With the World Health Organization (WHO) having declared the coronavirus disease 2019 (COVID-19) a global pandemic, health systems, public health officials and researchers are continuing to accelerate efforts to contain or mitigate the virus’s worst effects. Yet prevention advice for the general population is anchored by one simple central strategy: wash your hands.
As practice leaders, physicians already appreciate the importance of proper hand hygiene for themselves and their staff. But now is the right time for a refresher, since no opportunity to protect patient and provider safety is too small to take as COVID-19 continues spreading.

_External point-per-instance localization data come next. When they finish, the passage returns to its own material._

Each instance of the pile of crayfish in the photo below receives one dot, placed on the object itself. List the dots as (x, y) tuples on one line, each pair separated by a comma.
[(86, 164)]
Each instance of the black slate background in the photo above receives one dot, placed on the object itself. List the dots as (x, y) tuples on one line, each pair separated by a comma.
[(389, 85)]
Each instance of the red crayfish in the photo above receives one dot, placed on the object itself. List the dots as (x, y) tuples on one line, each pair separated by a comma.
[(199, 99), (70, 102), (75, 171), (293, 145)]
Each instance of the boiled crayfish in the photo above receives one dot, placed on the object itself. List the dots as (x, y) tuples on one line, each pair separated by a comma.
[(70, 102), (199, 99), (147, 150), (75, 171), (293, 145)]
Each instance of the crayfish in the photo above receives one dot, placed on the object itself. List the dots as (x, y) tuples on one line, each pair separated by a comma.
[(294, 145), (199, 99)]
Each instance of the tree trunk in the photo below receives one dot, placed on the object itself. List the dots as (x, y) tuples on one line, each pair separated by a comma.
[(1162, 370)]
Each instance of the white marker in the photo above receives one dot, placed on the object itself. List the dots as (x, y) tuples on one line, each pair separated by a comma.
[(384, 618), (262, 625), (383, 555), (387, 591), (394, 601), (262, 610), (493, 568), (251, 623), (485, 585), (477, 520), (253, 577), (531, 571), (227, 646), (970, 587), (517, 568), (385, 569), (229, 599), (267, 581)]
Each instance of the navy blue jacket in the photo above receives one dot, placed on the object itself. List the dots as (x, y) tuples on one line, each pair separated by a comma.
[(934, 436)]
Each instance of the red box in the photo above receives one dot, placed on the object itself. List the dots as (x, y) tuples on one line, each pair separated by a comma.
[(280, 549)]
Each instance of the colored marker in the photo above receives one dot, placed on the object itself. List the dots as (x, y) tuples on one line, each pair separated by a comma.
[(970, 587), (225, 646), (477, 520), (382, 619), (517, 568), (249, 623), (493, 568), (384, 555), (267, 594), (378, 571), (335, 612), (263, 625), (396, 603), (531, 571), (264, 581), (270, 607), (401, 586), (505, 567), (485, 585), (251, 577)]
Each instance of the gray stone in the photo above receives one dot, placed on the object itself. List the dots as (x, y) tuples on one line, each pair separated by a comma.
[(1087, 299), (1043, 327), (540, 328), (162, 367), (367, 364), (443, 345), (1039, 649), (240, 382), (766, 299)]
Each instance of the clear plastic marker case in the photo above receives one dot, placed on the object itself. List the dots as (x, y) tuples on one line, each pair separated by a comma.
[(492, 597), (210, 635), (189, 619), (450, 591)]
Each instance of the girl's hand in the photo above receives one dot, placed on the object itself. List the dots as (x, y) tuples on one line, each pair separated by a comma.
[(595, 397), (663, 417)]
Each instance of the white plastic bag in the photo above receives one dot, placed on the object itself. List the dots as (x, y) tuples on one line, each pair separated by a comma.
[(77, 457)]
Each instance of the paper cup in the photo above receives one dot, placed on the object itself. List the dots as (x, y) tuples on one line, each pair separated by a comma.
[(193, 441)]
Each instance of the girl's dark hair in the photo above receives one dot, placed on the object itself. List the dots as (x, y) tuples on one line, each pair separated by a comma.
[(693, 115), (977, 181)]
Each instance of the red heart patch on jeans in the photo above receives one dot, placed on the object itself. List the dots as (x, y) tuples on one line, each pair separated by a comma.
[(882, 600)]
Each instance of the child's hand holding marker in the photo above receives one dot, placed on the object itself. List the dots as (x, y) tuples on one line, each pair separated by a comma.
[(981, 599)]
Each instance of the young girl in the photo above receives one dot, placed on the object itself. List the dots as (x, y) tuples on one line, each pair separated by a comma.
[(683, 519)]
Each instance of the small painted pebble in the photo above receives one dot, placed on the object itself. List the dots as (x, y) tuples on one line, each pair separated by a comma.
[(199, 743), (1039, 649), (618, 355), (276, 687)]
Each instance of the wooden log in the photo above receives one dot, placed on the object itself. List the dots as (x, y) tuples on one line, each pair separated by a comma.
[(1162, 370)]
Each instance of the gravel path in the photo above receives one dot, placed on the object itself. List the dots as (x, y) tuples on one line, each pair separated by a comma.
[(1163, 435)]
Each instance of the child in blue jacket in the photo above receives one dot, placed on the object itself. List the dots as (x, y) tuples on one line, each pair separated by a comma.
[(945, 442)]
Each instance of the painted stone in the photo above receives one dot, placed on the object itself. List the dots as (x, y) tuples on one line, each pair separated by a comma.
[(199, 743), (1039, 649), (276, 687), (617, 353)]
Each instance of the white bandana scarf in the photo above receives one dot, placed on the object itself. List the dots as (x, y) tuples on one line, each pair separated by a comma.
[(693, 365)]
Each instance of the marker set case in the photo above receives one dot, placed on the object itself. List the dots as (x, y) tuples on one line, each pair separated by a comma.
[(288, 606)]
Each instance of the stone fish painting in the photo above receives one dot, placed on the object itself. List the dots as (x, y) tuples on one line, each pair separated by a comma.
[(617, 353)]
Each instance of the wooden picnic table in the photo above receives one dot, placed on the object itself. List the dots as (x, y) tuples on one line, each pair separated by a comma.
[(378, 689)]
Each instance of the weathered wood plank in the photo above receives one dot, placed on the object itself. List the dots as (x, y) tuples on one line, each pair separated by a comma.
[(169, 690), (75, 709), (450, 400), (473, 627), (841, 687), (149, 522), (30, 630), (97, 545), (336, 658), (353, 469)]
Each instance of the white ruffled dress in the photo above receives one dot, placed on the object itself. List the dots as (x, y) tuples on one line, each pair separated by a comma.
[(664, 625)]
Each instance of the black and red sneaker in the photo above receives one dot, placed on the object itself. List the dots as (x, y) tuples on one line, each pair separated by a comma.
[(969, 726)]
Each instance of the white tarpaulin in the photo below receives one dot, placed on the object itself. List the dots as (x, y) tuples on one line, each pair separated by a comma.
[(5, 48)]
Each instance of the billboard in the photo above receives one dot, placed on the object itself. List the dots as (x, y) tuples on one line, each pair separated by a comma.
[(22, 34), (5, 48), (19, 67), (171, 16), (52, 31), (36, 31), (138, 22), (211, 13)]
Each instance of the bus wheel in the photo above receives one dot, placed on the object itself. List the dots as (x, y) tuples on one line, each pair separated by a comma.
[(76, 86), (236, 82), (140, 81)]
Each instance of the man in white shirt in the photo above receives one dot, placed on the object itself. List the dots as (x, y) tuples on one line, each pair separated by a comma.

Medical Hand-Washing Steps
Healthcare workers have options when it comes to hand hygiene: They can either wash their hands with soap and water or hand sanitizer that is at least 60% alcohol-based, according to the Centers for Disease Control and Prevention (CDC). Soap and water is preferred when hands are visibly dirty.
Whether via hand sanitizer or with soap and water, providers should clean their hands before and after they interact with each patient — all the while heeding nail hygiene, too, notes the CDC.
Soap and Water
For the traditional soap-and-water method, the CDC recommends:
- Rinse hands with water and add soap. Avoid hot water, as that can dry out hands.
- Scrub briskly for at least 20 seconds, ensuring that you don’t miss any surface areas.
- Rinse off the soap and dry hands with a disposable towel.
- To turn off the water, avoid touching the faucet directly. Use a disposable towel instead.
For hand sanitizer, follow these guidelines:
- Apply alcohol-based hand sanitizer to both hands.
- Rub hands so that all surface areas get the product on them.
- Keep rubbing until the sanitizer dries (about 20 seconds).
Do note that alcohol-based sanitizer will not eliminate Clostridioides difficile (C. diff), a common bacteria in hospital settings that can lead to diarrhea. When a shift requires contact with a patient who has C. diff, providers should wear gloves to avoid the spread of infection and should wash their hands with soap and water after removing their gloves.
Techniques to Boost Hand-Washing Compliance
As a practice leader, the power of enforcing healthy hygiene is literally in your hands: Employees will look to you to set an example, so ensure that it’s a good one.
But of course, you don’t have to go it alone. The CDC offers ample materials and resources as part of its Clean Hands Count campaign to encourage hand-washing compliance among clinicians. That program includes promotional materials, from brochures and posters to pocket cards, stickers and other assets. Both the CDC and the WHO provide further resources specific to COVID-19 on their websites.
For training support, leaders may take interest in the CDC’s education courses for hand hygiene. This all-in-one infographic, which packs a lot of facts into one scrollable piece, can also be helpful to circulate among staff, either digitally or printed out for break rooms or nurse stations.
The WHO has also developed a Multimodal Hand Hygiene Improvement Strategy, which the Journal of Patient Safety reports has “achieved important results all over the world.”
Additionally, consider skin health among healthcare workers, especially given the number of times they need to clean their hands in a single shift. Providing lotions and creams can be helpful, though you’ll also want to understand how such creams can affect the antimicrobial properties of cleansers.
Above all, make hand-washing institutional, something that everyone holds each other accountable for doing. Strive for a culture in which even patients can feel free to ask their doctors: Have you washed your hands before seeing me?
Sure, that requires a shift in perspective — and even more, a shift in ethos. But at the end of the day, that shift is one that could make a difference in the fight against COVID-19.